Tahun 2009
Angka Kemiskinan Tinggal Separuh
Kamis, 07 Des 2006 13:19 WIB
Jakarta - Pemerintah menargetkan penurunan angka kemiskinan hingga 8,5 persen dari total penduduk pada tahun 2009. Angka itu berarti separuh lebih dibandingkan angka kemiskinan tahun 2005 yang mencapai 17,8 persen jumlah penduduk.Untuk memangkas angka kemiskinan itu, dana yang dibutuhkan diperkirakan mencapai Rp 51 triliun pada tahun 2007 saja."Dana tersebut telah disetujui oleh kabinet, bersamaan dengan penyusunan rencana kerja pemerintah tahun 2008," kata Menko Kesra Aburizal Bakrie dalam acara konferensi nasional penanggulangan kemiskinan Indonesia di Hotel Borobudur, Jl Lapangan Banteng, Jakarta, Kamis (7/12/2006).Dana tersebut tersebar di 19 departemen dan instansi untuk perencanaan dan pelaksanaan program penanggulangan kemiskinan. Program tesebut merupakan upaya pemerintah secara bertahap menyalurkan anggaran pemerintah untuk program kemiskinan.Program-program itu antara lain, bantuan langsung tunai bersyarat bidang pendidikan dan kesehatan, program pengurangan kemiskinan di wilayah perkotaan dan pedesaan, energi alternatif dan program pembangunan manusia Indonesia sebagai inti dari penanggulangan kemiskinan."Untuk tahun 2008 anggarannya belum tahu berapa.
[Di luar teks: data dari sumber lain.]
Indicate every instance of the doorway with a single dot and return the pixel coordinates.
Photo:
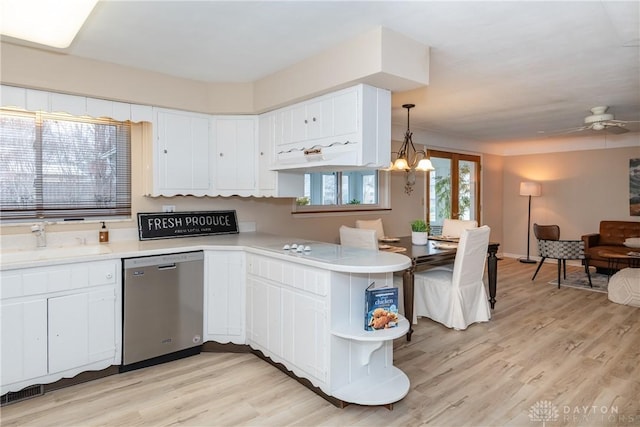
(453, 190)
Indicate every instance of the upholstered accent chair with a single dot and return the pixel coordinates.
(562, 250)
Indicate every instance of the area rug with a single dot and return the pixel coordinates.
(579, 280)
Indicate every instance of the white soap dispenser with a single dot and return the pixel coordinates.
(104, 234)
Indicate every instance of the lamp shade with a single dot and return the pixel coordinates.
(528, 188)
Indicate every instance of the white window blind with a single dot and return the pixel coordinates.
(63, 167)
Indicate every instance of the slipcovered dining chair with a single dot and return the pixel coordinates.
(456, 298)
(562, 250)
(454, 227)
(358, 237)
(372, 224)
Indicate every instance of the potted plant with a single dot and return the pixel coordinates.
(419, 232)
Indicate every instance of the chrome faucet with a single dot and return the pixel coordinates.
(40, 233)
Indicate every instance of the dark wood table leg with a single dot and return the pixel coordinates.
(407, 285)
(492, 266)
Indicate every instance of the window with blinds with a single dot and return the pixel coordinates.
(55, 166)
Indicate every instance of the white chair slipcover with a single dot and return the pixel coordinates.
(358, 237)
(456, 298)
(372, 224)
(454, 227)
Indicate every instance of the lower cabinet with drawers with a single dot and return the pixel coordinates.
(58, 321)
(312, 321)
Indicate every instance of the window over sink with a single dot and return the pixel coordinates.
(57, 166)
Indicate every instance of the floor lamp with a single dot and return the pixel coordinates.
(529, 189)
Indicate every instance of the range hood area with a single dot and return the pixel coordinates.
(349, 128)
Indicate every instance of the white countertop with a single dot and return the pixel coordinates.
(322, 255)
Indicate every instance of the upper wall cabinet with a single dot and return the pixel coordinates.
(350, 128)
(235, 155)
(273, 183)
(52, 102)
(180, 154)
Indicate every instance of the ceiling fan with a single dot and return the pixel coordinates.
(601, 120)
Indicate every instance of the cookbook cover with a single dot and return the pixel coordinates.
(381, 308)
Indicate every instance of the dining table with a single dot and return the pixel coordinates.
(438, 251)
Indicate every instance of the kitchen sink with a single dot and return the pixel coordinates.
(52, 253)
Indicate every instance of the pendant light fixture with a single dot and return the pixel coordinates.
(409, 159)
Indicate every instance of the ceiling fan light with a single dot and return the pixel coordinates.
(51, 23)
(425, 165)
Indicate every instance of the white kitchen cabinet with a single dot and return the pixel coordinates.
(265, 316)
(308, 121)
(266, 177)
(312, 321)
(305, 326)
(81, 329)
(181, 154)
(224, 319)
(235, 155)
(24, 340)
(347, 128)
(287, 315)
(59, 321)
(272, 183)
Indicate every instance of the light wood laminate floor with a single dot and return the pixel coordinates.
(571, 350)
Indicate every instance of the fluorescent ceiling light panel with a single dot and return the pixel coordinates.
(49, 22)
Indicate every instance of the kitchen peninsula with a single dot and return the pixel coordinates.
(302, 309)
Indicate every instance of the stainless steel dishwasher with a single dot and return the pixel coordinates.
(162, 308)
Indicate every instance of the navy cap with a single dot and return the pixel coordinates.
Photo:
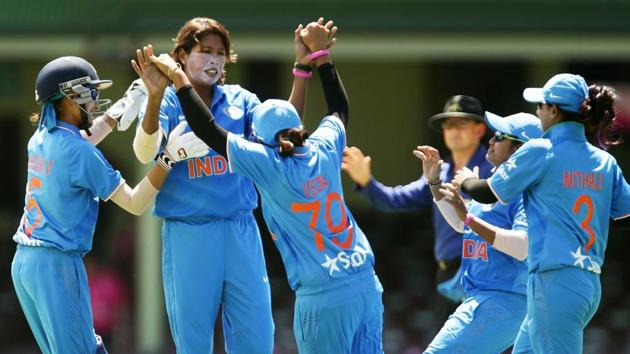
(523, 126)
(272, 117)
(568, 91)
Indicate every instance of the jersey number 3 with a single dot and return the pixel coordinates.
(31, 204)
(314, 208)
(585, 224)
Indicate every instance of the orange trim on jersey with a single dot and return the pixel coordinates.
(122, 182)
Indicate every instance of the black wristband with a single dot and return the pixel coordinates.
(303, 67)
(439, 182)
(165, 160)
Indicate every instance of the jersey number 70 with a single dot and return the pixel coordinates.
(315, 208)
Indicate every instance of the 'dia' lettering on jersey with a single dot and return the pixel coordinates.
(204, 186)
(66, 177)
(485, 268)
(571, 191)
(303, 205)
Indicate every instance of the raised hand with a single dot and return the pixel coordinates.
(155, 81)
(330, 26)
(165, 63)
(301, 50)
(464, 174)
(357, 165)
(431, 162)
(317, 36)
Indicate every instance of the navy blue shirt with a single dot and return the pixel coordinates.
(417, 196)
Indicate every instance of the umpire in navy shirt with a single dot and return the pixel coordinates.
(463, 127)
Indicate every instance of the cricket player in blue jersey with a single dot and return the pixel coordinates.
(211, 248)
(494, 247)
(572, 189)
(67, 176)
(328, 259)
(461, 125)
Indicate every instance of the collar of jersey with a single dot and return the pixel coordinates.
(67, 126)
(566, 131)
(217, 94)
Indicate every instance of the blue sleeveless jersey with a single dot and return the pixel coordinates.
(304, 207)
(571, 191)
(485, 268)
(67, 176)
(204, 187)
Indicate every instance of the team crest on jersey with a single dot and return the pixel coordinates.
(234, 112)
(506, 167)
(581, 258)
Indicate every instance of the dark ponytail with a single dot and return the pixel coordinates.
(289, 139)
(599, 112)
(598, 116)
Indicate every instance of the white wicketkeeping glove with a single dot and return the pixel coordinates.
(181, 147)
(126, 109)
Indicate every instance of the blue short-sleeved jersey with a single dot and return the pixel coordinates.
(485, 268)
(303, 205)
(204, 187)
(570, 189)
(67, 176)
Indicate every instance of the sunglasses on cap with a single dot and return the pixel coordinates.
(498, 136)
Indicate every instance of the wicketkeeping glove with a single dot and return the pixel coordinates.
(181, 147)
(126, 109)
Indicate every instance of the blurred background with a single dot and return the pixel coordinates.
(399, 59)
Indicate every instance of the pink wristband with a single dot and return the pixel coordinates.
(319, 53)
(301, 73)
(468, 219)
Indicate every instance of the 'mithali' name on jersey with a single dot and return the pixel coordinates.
(37, 164)
(582, 180)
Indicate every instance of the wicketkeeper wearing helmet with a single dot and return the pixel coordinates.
(67, 175)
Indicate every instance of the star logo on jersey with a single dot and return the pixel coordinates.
(524, 134)
(331, 264)
(234, 112)
(509, 165)
(579, 257)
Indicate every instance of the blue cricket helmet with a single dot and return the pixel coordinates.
(63, 74)
(272, 117)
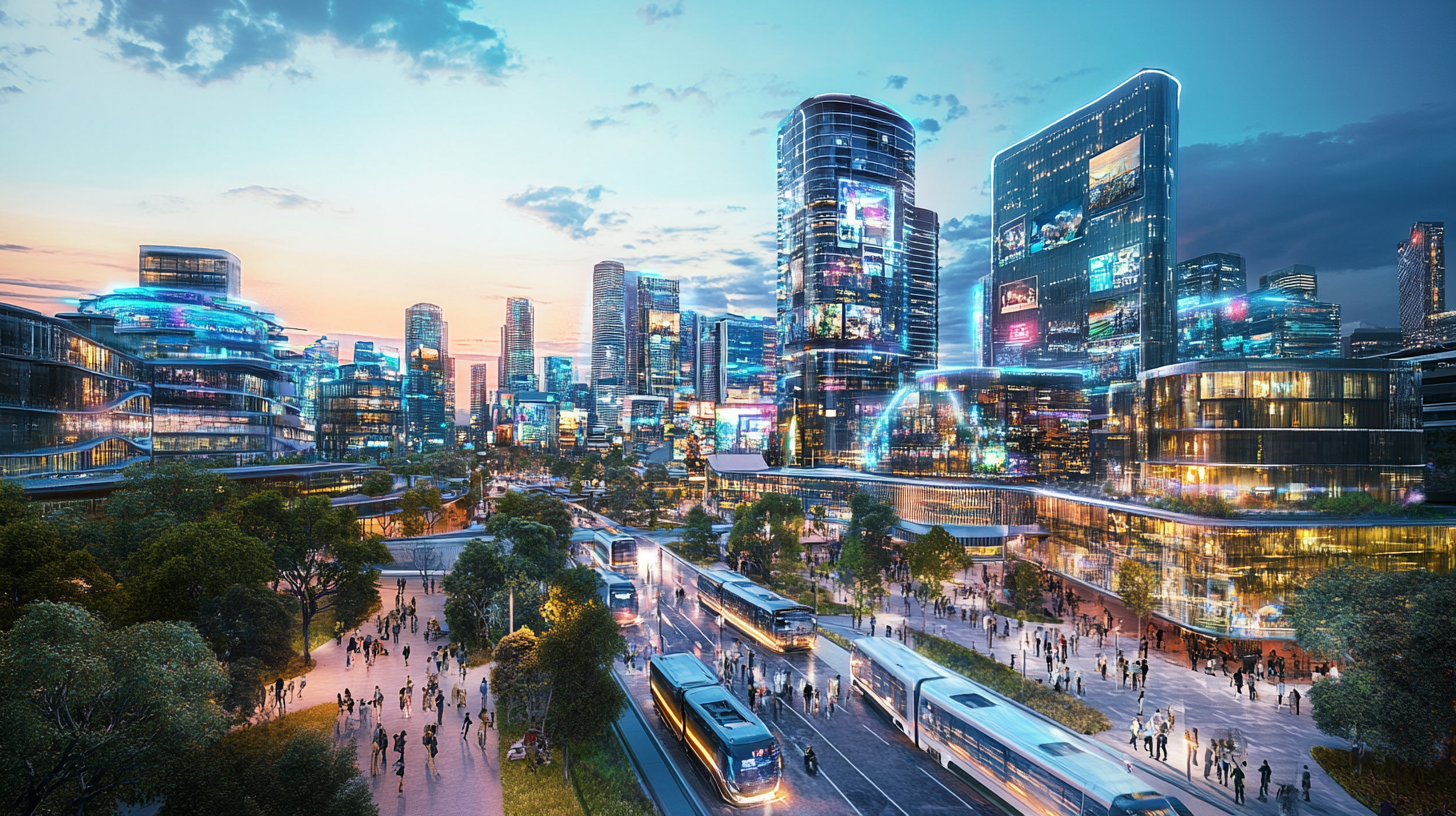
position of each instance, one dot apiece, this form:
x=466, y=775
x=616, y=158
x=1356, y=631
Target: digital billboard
x=1056, y=228
x=1011, y=244
x=824, y=321
x=1018, y=296
x=862, y=322
x=1116, y=175
x=867, y=213
x=1113, y=316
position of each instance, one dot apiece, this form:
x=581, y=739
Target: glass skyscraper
x=1083, y=236
x=846, y=188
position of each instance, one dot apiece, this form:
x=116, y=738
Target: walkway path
x=469, y=780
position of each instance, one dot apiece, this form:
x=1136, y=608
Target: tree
x=1137, y=587
x=96, y=716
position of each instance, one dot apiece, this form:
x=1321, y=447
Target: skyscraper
x=1420, y=276
x=846, y=181
x=609, y=340
x=424, y=394
x=1083, y=236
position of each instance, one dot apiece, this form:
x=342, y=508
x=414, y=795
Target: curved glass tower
x=846, y=181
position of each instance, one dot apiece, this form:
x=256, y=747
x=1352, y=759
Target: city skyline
x=74, y=217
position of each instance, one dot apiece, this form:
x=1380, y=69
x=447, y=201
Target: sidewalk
x=469, y=780
x=1207, y=703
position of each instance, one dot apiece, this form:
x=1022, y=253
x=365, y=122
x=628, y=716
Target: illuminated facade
x=67, y=402
x=986, y=424
x=846, y=184
x=1083, y=238
x=1276, y=430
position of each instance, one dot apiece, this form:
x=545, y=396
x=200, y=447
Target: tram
x=765, y=615
x=734, y=746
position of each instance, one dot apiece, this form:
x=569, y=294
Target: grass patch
x=1410, y=790
x=998, y=676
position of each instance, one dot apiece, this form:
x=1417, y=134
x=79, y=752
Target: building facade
x=1083, y=238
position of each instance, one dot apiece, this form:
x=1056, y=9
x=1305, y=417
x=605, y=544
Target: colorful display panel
x=1018, y=296
x=1056, y=228
x=1011, y=244
x=1116, y=175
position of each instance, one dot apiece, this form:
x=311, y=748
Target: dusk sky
x=364, y=156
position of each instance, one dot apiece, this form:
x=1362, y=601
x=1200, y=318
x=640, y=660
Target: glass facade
x=846, y=182
x=1083, y=238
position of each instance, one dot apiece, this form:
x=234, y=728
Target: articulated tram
x=615, y=550
x=977, y=735
x=619, y=595
x=765, y=615
x=734, y=746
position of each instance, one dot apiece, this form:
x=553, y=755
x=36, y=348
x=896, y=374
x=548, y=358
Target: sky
x=366, y=156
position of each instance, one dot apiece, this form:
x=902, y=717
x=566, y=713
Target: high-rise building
x=191, y=268
x=846, y=181
x=427, y=424
x=1420, y=276
x=609, y=341
x=1083, y=225
x=561, y=373
x=922, y=239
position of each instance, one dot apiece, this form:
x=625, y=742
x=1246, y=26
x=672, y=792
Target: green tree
x=96, y=716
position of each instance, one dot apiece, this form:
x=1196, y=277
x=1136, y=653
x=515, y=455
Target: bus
x=980, y=736
x=619, y=595
x=765, y=615
x=616, y=551
x=734, y=746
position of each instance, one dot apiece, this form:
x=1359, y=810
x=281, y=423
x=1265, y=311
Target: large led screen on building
x=867, y=213
x=744, y=427
x=862, y=322
x=1056, y=228
x=1018, y=296
x=1113, y=316
x=1116, y=175
x=1011, y=244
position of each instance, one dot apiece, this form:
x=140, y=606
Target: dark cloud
x=216, y=40
x=654, y=13
x=1338, y=200
x=559, y=207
Tapi diperkirakan sedikit lebih tinggi berkisar Rp 51-60 triliun," ujarnya.Dalam program nasional pemberdayaan masyarakat, 50 ribu desa akan dientaskan dari kemiskinan dalam waktu 3 tahun. Program ini terkait dengan target pemerintah menekan angka kemiskinan menjadi separuh pada tahun 2009."Program ini akan melibatkan partisipasi masyarakat," jelas Aburizal.Jenis kegiatan akan ditentukan masyarakat, sehingga program ini bisa lebih spesifik dalam menanggulangi kemiskinan di berbagai daerah.Program ini bertujuan untuk meningkatkan dan membuka lapangan kerja baru pada masyarakat pedesaan. 50 Ribu desa tersebut terdiri dari 5.263 kecamatan dan 7.123 kelurahan."Diharapkan akan membuka lapangan pekerjaan sebanyak 250 orang per desa selama 3 tahun. Sehingga pada tahun 2009 dari 50 ribu desa sudah 12,5 juta orang akan mempunyai lapangan pekerjaan," tambah Aburizal.